Preparation Place the board on a table and put the FTP, E-Mail, and Telnet cards face-down on their allotted spaces on the board. Each player chooses a token to represent her as she travels around the board and places it on the START square of one of the paths on the board.

Object To successfully navigate three paths: File transfer (FTP), Remote Login (Telnet), and Electronic Mail(E-Mail). The player who gets all three prize tokens first wins the game.

Number of Players From two to six.

Rules 1. Each player rolls the die. The player with the highest number starts the game.

2. The first player rolls the die and moves the number of spaces shown on the die. Two or more players may rest on the same space at the same time.

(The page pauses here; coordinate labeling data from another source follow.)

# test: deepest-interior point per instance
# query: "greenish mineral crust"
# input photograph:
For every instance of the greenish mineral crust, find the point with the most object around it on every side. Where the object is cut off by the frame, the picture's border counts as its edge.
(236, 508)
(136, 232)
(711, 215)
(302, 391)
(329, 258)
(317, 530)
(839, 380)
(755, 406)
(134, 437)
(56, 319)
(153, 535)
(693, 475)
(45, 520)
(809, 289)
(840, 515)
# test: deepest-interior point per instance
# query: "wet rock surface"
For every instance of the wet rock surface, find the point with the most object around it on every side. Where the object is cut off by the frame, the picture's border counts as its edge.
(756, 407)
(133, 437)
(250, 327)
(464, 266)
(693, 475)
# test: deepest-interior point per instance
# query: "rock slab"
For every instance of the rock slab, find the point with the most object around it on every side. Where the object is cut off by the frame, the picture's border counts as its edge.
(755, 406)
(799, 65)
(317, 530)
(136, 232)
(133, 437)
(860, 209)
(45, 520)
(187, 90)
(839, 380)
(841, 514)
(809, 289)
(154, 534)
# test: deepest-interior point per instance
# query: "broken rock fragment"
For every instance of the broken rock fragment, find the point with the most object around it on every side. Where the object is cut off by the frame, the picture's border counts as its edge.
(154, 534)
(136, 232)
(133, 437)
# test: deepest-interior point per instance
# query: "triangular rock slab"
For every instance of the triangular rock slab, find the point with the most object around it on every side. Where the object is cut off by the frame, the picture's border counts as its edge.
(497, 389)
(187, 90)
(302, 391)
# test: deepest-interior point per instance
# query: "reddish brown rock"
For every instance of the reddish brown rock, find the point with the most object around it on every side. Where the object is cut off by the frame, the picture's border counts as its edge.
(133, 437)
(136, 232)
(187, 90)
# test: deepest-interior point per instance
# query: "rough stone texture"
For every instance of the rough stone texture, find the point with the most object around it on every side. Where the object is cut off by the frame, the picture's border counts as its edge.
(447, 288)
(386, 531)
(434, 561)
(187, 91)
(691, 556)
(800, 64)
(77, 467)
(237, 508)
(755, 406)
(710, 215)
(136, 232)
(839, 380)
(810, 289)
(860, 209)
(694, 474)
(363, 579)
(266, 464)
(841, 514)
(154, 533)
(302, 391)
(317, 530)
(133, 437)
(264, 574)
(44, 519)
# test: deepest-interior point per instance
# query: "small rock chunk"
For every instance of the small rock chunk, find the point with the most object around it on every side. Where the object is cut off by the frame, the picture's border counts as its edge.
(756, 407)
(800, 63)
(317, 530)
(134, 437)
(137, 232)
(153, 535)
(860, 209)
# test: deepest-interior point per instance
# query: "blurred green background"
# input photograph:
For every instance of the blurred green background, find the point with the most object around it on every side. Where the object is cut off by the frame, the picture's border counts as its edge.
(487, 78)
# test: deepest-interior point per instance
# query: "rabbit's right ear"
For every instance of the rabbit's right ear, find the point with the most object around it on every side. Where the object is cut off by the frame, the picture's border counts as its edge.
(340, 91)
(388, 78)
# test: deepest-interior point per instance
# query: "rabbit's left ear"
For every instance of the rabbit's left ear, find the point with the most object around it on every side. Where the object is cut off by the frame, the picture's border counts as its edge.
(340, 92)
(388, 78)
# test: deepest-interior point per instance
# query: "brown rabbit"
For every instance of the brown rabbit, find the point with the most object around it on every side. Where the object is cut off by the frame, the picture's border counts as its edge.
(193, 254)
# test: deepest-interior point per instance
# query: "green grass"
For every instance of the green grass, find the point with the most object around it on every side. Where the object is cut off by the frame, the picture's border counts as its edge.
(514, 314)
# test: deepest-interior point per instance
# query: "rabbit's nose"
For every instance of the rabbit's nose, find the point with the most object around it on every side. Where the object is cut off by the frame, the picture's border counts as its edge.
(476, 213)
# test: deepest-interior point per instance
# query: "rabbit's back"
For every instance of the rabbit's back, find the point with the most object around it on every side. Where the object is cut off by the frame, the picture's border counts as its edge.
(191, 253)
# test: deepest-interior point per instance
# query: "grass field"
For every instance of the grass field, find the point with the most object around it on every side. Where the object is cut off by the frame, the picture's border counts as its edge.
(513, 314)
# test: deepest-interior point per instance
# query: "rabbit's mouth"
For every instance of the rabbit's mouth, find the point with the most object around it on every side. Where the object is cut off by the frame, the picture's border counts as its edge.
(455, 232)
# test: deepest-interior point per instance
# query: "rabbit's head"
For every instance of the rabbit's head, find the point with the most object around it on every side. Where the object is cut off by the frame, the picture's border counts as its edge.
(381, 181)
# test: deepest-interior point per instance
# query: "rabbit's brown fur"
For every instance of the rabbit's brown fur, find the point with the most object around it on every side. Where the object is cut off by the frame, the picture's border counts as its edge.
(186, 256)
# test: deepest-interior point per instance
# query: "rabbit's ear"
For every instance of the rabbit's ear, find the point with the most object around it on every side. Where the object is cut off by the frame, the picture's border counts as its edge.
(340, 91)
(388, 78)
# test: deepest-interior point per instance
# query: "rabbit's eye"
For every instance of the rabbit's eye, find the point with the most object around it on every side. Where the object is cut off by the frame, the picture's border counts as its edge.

3. If a player lands on a square with the FTP, E-Mail or Telnet symbol, she chooses a card from the appropriate stack and follows the instructions on the card, placing the card on the bottom of the stack. There will be certain cards that a player may keep until needed, such as a "free turn."

4. When a player nears the end of a path, she must roll the exact number to enter the finish square.

5. When a player reaches the end of her path, she takes a prize token and moves her playing piece to the START of another path.

Sample FTP Cards (CI) Congratulations! You found Archie. Archie provides a list of FTP sites for you based on a topic specified by you. Roll the die again and take a free turn.

(CI) Congratulations, you found Internet Accessible Library Catalogs and Databases. This document helps you locate FTP sites attached to the Internet. Save this card for a free turn, now or later.

(CB) Shoot! You typed the wrong name and received an "Unknown host" message. Move back two spaces (and retype name).

(CC) Drat! Your Internet connection is down and you received a "No route to host" message. Contact your network manager and lose one turn while you are waiting for them to fix your connections.

(CB) Oops! Your terminal is not plugged into the network and you get a "Trying... connection timed out" message. Plug yourself into the network and move back two spaces.


Design Process Design issues to be addressed are:

* How many squares?

* How many prize tokens at the end?

* How many cards?

* How many squares containing symbols?

* Student Handbook?

* Glossary/Reference?

* Instructor Feedback?

* Time required to play?

Although the game meets elegance criteria such as: movement through space/time; shortcuts; obstacles; patterns of elements; elements with differing levels of power or value; and prizes, I intend to increase the elegance quotient.